The immediate reaction in many places has been to use pesticides, but the fall armyworm is well known for its ability to evolve resistance to these. And more powerful, general insecticides could kill helpful insects that are natural enemies of the pest. However, using some more natural defences may actually be a feasible strategy, as well as more environmentally friendly one.
Four-part solution
In collaborative research with the International Centre of Insect Physiology and Ecology in Kenya, my colleagues and I are developing four ways to increase resilience to the pest. First, we are assessing the natural resistance levels of crops to determine which varieties are more robust against attack by the pest. Early results show that damage can be partly reduced this way.

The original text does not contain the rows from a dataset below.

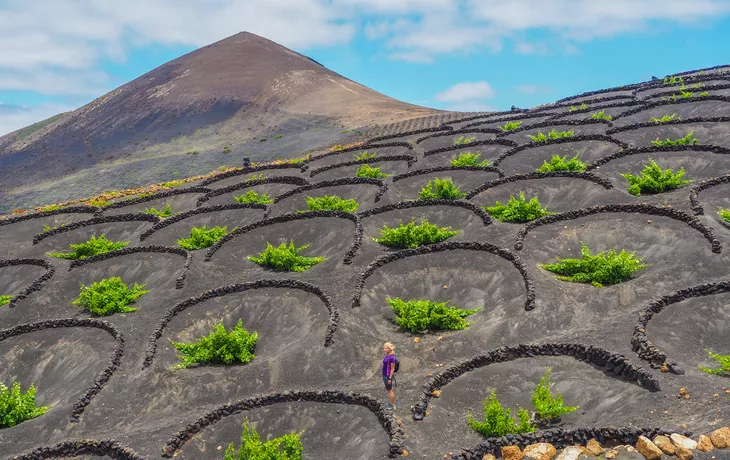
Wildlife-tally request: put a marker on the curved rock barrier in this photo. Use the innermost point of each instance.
(408, 158)
(37, 284)
(694, 192)
(110, 448)
(103, 378)
(448, 246)
(296, 216)
(194, 212)
(614, 364)
(293, 180)
(385, 416)
(602, 181)
(639, 341)
(630, 208)
(132, 217)
(179, 281)
(243, 287)
(486, 220)
(336, 183)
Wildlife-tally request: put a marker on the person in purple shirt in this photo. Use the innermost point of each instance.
(388, 371)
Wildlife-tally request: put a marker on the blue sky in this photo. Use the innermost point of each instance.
(452, 54)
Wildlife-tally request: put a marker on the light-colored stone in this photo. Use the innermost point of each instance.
(511, 453)
(683, 441)
(665, 444)
(704, 444)
(594, 447)
(540, 451)
(648, 449)
(721, 438)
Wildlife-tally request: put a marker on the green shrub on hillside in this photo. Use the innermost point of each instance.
(202, 237)
(219, 347)
(469, 159)
(410, 235)
(331, 203)
(441, 189)
(499, 421)
(94, 246)
(558, 163)
(654, 180)
(547, 406)
(16, 406)
(607, 267)
(109, 296)
(420, 315)
(368, 171)
(287, 447)
(285, 258)
(252, 196)
(517, 210)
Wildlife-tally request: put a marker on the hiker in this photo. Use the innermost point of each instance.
(390, 367)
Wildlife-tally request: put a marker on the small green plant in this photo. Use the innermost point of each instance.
(441, 189)
(517, 210)
(285, 258)
(722, 360)
(165, 213)
(689, 139)
(94, 246)
(499, 421)
(573, 108)
(253, 197)
(109, 296)
(654, 180)
(420, 315)
(558, 163)
(16, 407)
(411, 235)
(601, 116)
(463, 140)
(368, 171)
(202, 237)
(607, 267)
(364, 156)
(547, 406)
(551, 135)
(331, 203)
(219, 347)
(287, 447)
(469, 159)
(510, 126)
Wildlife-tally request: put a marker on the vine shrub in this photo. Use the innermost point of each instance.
(219, 347)
(558, 163)
(285, 258)
(421, 315)
(469, 159)
(287, 447)
(607, 267)
(689, 139)
(331, 203)
(517, 210)
(253, 197)
(94, 246)
(547, 406)
(722, 361)
(202, 237)
(441, 189)
(654, 180)
(109, 296)
(368, 171)
(16, 406)
(499, 421)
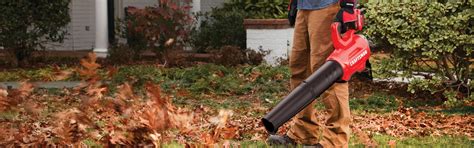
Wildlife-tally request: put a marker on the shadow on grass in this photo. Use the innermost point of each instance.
(380, 102)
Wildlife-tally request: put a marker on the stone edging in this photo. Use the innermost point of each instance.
(266, 24)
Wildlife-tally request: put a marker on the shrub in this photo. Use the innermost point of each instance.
(28, 25)
(217, 29)
(163, 27)
(432, 37)
(257, 9)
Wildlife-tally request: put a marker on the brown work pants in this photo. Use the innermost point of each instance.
(311, 46)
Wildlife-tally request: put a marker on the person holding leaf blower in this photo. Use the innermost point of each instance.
(312, 45)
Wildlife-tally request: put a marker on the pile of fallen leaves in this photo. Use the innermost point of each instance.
(93, 113)
(123, 118)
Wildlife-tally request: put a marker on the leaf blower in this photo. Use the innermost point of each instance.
(351, 51)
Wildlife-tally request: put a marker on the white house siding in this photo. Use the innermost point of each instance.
(207, 5)
(81, 29)
(277, 41)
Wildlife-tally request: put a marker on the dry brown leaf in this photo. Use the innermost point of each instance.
(111, 71)
(125, 92)
(89, 67)
(154, 92)
(392, 143)
(4, 102)
(25, 89)
(59, 74)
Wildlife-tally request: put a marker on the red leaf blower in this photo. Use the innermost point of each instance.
(351, 51)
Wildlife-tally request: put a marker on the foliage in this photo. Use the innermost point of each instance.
(122, 54)
(232, 56)
(218, 28)
(429, 37)
(259, 9)
(29, 25)
(163, 27)
(148, 106)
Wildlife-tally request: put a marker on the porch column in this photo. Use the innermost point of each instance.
(101, 30)
(196, 6)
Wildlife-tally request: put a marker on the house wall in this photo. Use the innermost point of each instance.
(81, 30)
(82, 27)
(277, 41)
(207, 5)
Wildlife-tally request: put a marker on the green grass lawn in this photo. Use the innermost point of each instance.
(241, 88)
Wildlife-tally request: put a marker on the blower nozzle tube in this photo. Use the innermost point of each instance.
(303, 95)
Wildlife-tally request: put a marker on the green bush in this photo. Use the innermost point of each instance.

Second, we are attempting to drive pests away from the main crop by interspersing it with a crop that they dislike because it releases repellent odours associated with an already damaged plant. And third, we’re planting what are known as attractive trap plants to lure the worm to alternative locations. This technique is known as a “push-pull” companion cropping system and is currently used successfully against stem-borer pests. Early results show substantial reductions in fall armyworm infestation in push-pull system fields.
Fourth, we are attempting to attract local predators of the pest, such as parasitic wasps that will kill it by laying their own eggs inside the caterpillar. To do this, we are using attractive companion crops and others that release a cry for help signal - an odour released by the plant when it is attacked to summon bodyguard insects.
Our research requires a detailed understanding of the predators and parasites that are the key natural enemies of the invasive fall armyworm. So a major part of our project is trying to understand the current pest and predator relationship where the crops are being grown. We are working closely with local farmers to develop the system.
Our hope is that this strategy of combining attempts to resist, expel, trap and kill the fall armyworm should provide a novel cropping system that can withstand attack. While our project is based in Kenya, we hope that similar approaches can be used in Asia and across the world.